Pour le moment, seuls quelques algorithmes basiques instantanément stabilisants ont été développés, par exemple pour le problème du parcours en profondeur d'un arbre[51] ou la communication point à point dans un réseau commuté[52]. Il est possible de rendre instantanément stabilisant tout algorithme autostabilisant en mémoire partagée, mais la transformation a un coût élevé[53]. Enfin, la stabilisation instantanée est utilisable dans les systèmes à passage de messages, mais là encore, avec un surcoût considérable[54].
Dans une version étendue de son article fondateur[55], Dijkstra établit qu'il ne peut pas exister d'algorithme d'anneau à jeton autostabilisant dans lequel tous les processus sont identiques, à moins que la taille de l'anneau ne soit un nombre premier. En 1990, Ted Herman apporte un moyen de surmonter cette limitation : obliger l'ordonnanceur à se comporter non plus de façon non-déterministe, mais de façon probabiliste[D 4], avec pour preuve de concept l'algorithme d'anneau à jeton autostabilisant probabiliste suivant[56] : le nombre de processus est impair, et l'état de chaque processus est un bit, qui ne peut donc valoir que 0 ou 1. Un processus possède un jeton si et seulement si son état est le même que celui de son voisin de gauche.

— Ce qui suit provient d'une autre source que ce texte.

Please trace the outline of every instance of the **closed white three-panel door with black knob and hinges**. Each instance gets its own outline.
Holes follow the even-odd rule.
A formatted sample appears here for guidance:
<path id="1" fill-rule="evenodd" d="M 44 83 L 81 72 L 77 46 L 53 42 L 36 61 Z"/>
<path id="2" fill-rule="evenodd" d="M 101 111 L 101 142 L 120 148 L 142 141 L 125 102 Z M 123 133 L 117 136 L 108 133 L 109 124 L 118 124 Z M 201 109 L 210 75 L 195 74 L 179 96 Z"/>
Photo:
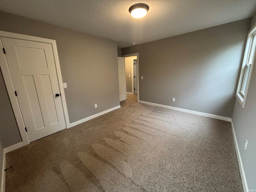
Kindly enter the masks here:
<path id="1" fill-rule="evenodd" d="M 1 40 L 30 142 L 65 129 L 52 45 Z"/>

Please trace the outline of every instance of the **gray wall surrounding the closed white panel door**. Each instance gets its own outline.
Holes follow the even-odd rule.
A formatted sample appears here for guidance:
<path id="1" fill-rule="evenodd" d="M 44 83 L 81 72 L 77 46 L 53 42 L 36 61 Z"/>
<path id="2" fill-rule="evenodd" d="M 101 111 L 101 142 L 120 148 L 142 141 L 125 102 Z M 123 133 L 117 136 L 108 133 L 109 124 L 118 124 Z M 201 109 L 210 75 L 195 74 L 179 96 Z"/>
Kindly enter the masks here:
<path id="1" fill-rule="evenodd" d="M 0 30 L 56 40 L 70 123 L 120 105 L 117 44 L 113 40 L 0 12 Z M 2 82 L 2 74 L 0 75 Z M 0 139 L 4 147 L 20 142 L 14 115 L 0 85 L 4 99 L 1 108 Z M 2 93 L 3 92 L 3 93 Z M 7 103 L 7 104 L 6 104 Z M 94 104 L 98 108 L 94 108 Z M 6 118 L 2 110 L 9 112 Z"/>

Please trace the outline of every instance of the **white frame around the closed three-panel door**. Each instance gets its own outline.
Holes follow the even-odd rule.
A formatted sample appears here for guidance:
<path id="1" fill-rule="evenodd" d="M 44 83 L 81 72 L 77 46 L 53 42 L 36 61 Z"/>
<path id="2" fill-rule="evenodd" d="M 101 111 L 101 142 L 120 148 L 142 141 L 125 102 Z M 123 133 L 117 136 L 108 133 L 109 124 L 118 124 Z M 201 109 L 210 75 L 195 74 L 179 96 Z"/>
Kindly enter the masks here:
<path id="1" fill-rule="evenodd" d="M 11 32 L 6 32 L 6 31 L 0 31 L 0 37 L 7 37 L 7 38 L 14 38 L 14 39 L 29 40 L 29 41 L 52 44 L 52 50 L 53 50 L 54 60 L 55 60 L 55 65 L 56 65 L 57 78 L 58 78 L 58 83 L 59 83 L 59 88 L 60 88 L 60 93 L 61 93 L 62 108 L 64 111 L 65 123 L 66 123 L 66 128 L 67 128 L 67 126 L 69 126 L 70 123 L 69 123 L 69 118 L 68 118 L 68 109 L 67 109 L 67 104 L 66 104 L 65 92 L 64 92 L 64 88 L 63 88 L 62 76 L 61 76 L 61 71 L 60 71 L 60 61 L 59 61 L 56 41 L 52 40 L 52 39 L 11 33 Z M 2 41 L 0 41 L 0 46 L 2 49 L 3 48 Z M 8 51 L 8 50 L 6 50 L 6 51 Z M 18 128 L 20 130 L 20 136 L 22 138 L 22 142 L 24 145 L 27 145 L 30 143 L 30 141 L 28 139 L 28 134 L 26 133 L 26 130 L 25 130 L 25 124 L 24 124 L 24 121 L 22 118 L 22 113 L 20 111 L 18 99 L 14 94 L 15 89 L 14 89 L 14 84 L 12 82 L 12 77 L 10 74 L 8 62 L 6 60 L 6 56 L 3 52 L 0 53 L 0 67 L 2 70 L 3 77 L 4 77 L 4 82 L 5 82 L 5 85 L 7 88 L 7 92 L 8 92 L 11 104 L 12 104 L 14 116 L 16 118 Z"/>

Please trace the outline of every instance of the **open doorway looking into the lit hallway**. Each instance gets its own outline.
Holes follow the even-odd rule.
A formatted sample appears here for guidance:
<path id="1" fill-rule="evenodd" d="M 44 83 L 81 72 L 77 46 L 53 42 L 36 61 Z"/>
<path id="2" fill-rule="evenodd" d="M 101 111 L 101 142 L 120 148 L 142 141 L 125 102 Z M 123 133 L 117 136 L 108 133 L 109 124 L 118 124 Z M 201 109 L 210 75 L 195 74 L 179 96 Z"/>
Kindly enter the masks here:
<path id="1" fill-rule="evenodd" d="M 126 94 L 139 100 L 139 54 L 123 55 L 126 70 Z"/>

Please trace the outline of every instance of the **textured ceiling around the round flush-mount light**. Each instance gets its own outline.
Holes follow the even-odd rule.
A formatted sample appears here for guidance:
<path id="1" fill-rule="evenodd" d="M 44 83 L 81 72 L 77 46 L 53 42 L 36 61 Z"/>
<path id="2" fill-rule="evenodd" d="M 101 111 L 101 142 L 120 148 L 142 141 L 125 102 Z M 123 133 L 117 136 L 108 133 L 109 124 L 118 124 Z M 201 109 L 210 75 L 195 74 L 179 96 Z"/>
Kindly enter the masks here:
<path id="1" fill-rule="evenodd" d="M 128 9 L 146 3 L 148 14 Z M 251 17 L 256 0 L 0 0 L 0 10 L 132 46 Z"/>

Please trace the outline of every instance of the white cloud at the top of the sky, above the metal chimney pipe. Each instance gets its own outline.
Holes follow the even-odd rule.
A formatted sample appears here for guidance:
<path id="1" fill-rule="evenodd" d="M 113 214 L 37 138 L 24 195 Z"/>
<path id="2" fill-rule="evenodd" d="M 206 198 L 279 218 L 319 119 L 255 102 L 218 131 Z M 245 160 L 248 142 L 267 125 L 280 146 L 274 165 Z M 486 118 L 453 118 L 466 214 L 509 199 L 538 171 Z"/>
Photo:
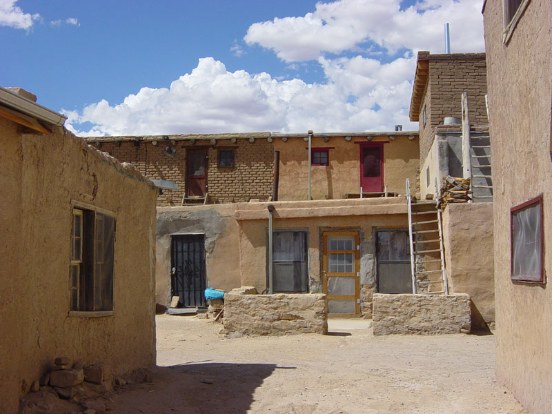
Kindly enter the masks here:
<path id="1" fill-rule="evenodd" d="M 484 50 L 481 0 L 424 0 L 400 10 L 399 0 L 317 3 L 304 17 L 254 23 L 244 40 L 274 50 L 284 61 L 317 59 L 373 42 L 391 54 L 444 49 L 444 23 L 451 23 L 453 52 Z"/>

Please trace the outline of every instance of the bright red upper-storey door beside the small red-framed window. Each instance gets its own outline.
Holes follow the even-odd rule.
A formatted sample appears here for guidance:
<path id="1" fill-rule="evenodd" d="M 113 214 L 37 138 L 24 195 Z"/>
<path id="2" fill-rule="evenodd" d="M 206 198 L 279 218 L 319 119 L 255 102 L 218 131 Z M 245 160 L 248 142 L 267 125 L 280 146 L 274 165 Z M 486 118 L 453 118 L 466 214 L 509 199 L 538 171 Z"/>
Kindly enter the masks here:
<path id="1" fill-rule="evenodd" d="M 384 144 L 367 142 L 360 146 L 360 186 L 362 193 L 384 190 Z"/>

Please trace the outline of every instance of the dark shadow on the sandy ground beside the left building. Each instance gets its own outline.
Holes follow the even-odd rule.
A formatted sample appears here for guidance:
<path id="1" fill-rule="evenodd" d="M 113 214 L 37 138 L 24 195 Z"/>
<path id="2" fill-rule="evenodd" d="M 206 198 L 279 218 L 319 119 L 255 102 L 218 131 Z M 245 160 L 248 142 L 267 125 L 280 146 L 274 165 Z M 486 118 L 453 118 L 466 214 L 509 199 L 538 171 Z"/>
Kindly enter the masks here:
<path id="1" fill-rule="evenodd" d="M 246 413 L 275 364 L 188 363 L 158 366 L 153 383 L 114 397 L 115 413 Z M 144 392 L 146 388 L 146 393 Z"/>

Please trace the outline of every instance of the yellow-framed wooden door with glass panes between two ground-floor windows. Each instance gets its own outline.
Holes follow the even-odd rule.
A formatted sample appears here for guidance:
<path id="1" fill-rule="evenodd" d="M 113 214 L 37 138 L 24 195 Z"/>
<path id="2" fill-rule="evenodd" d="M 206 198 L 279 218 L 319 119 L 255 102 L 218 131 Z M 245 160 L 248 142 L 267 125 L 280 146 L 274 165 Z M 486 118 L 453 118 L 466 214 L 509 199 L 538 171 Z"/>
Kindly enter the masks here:
<path id="1" fill-rule="evenodd" d="M 360 314 L 359 234 L 357 231 L 323 233 L 322 291 L 328 313 Z"/>

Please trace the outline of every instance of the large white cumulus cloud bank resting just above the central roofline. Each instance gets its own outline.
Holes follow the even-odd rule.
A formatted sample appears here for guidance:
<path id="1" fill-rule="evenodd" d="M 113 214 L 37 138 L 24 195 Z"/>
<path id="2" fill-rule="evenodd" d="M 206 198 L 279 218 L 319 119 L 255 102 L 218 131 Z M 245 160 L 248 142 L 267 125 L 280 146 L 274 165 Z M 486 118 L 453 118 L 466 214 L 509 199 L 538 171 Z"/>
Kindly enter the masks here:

Dans la configuration (1) ci-dessous, le processus 0 a un jeton car son état est 1, comme pour le processus 4, et aucun autre processus n'a de jeton. Tout processus qui a un jeton est susceptible d'être choisi par l'ordonnanceur pour changer d'état. Dans ce cas, son nouvel état est tiré au sort : 0 ou 1, avec probabilité ½.
L'interprétation de cette règle en pratique est que le processus a une chance sur deux de garder son jeton, et une chance sur deux de le passer au processus suivant sur l'anneau. Dans la configuration (1), si le processus qui a le jeton tire l'état 1, rien ne change. S'il tire l'état 0, il n'a plus de jeton, car son nouvel état est identique à celui de son voisin de gauche. En revanche, le processus 1 a maintenant un jeton, car il a le même état que son voisin de gauche.
Dans la configuration (2), trois processus ont un jeton. Selon le processus choisi par l'ordonnanceur et le résultat du tirage au sort, après un pas de l'exécution, il peut rester trois jetons ou seulement un. Ainsi, si le processus 1 est choisi, il peut soit garder son jeton, soit le transmettre au processus 2, ce qui ne change pas le nombre de jetons. Mais si le processus 0 est choisi et tire l'état 0, non seulement il perd son jeton, mais le processus 1 perd également le sien. Un ordonnanceur non-déterministe, comme celui utilisé par Dijkstra, pourrait obliger les processus à passer leurs jetons sans jamais les perdre, mais un ordonnanceur probabiliste ne peut pas le faire, car la perte du jeton a une probabilité strictement positive : au cours d'une exécution infinie, elle se produit donc avec probabilité 1.
Dans le cas d'un algorithme probabiliste, il n'est pas possible de calculer un temps de stabilisation, car celui-ci dépend des tirages aléatoires. En revanche, il est possible de calculer son espérance. Initialement, Herman démontre[56] que l'espérance du temps de stabilisation de son algorithme est O(n² log n) étapes. Un calcul plus précis montre par la suite[57] que cette espérance est exactement Θ(n²) étapes. Des recherches plus récentes donnent un cadre général basé sur la théorie des chaînes de Markov pour effectuer ces calculs de complexité dans le modèle probabiliste[58].